BILLINGS – The Montana Legislative House Fish, Wildlife, and Parks Committee heard testimony on House Bill 241, Tuesday, February 9th. The bill is sponsored by Rep. Joe Read (R) from Ronan and seeks to revise hunting laws related to tribal boundaries.
Legislators heard opposition from Western Native Voice, tribal leadership, tribal members, legal counsel, the ACLU-MT, and numerous other concerned organizations. In addition to the impressive number of in-person opponents, there were over 20 online opponents who also voiced their displeasure with the bill.
Along with Rep. Read, supporters framed HB 241 as a private property issue or a conservation issue. A real estate broker, David Passieri, said that he “lives and breathes property rights,” as he attempted to persuade lawmakers to vote in favor of this bill.
Sen. Jason Small (R), a member of the Northern Cheyenne tribe, said, “This bill is a quagmire. If this passes, it will be a never-ending legal process.” Rep. Jonathan Windy Boy (D) of House District 32 also rose in opposition to the bill.
Jestin Dupree, a Fort Peck Tribes Councilman, noted that the right to hunt and fish on our lands are “rights we have fought and died for.” That sentiment was echoed by Marzha Fritzler, legal counsel for the Crow Tribe, when she recalled her childhood, “Growing up on the Crow reservation when things were tough, we survived on deer meat. We wouldn’t have made it, had it not been for our right to hunt on our land. We can’t take that away.”
WNV Political Director, Keaton Sunchild, also testified saying, “There were supporters of this bill saying that they were multi-generation Montanans, so they should be able to hunt these lands. If that’s the argument they want to make, that’s fine, because Native Americans will win that debate every time. The treatment of the Indigenous people in Montana is proof that being here first doesn’t mean that you are entitled to anything.”
In his closing statement, Rep. Read admitted he had learned a lot and that he left the fate of the bill up to the committee.

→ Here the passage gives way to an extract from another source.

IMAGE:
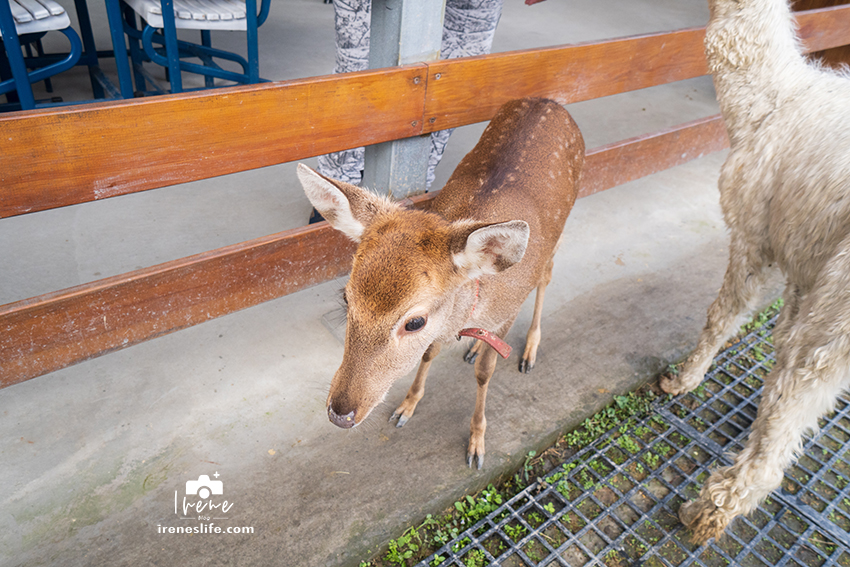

Western Native Voice is a non-profit, non-partisan social justice organization working to inspire Native leadership through community organizing, education, leadership, and advocacy. With 7% of Montana’s population being Native American living almost evenly split between reservation and urban areas, WNV organizes in rural and urban communities using a culturally tailored community organizing and citizen education model to build Native leadership.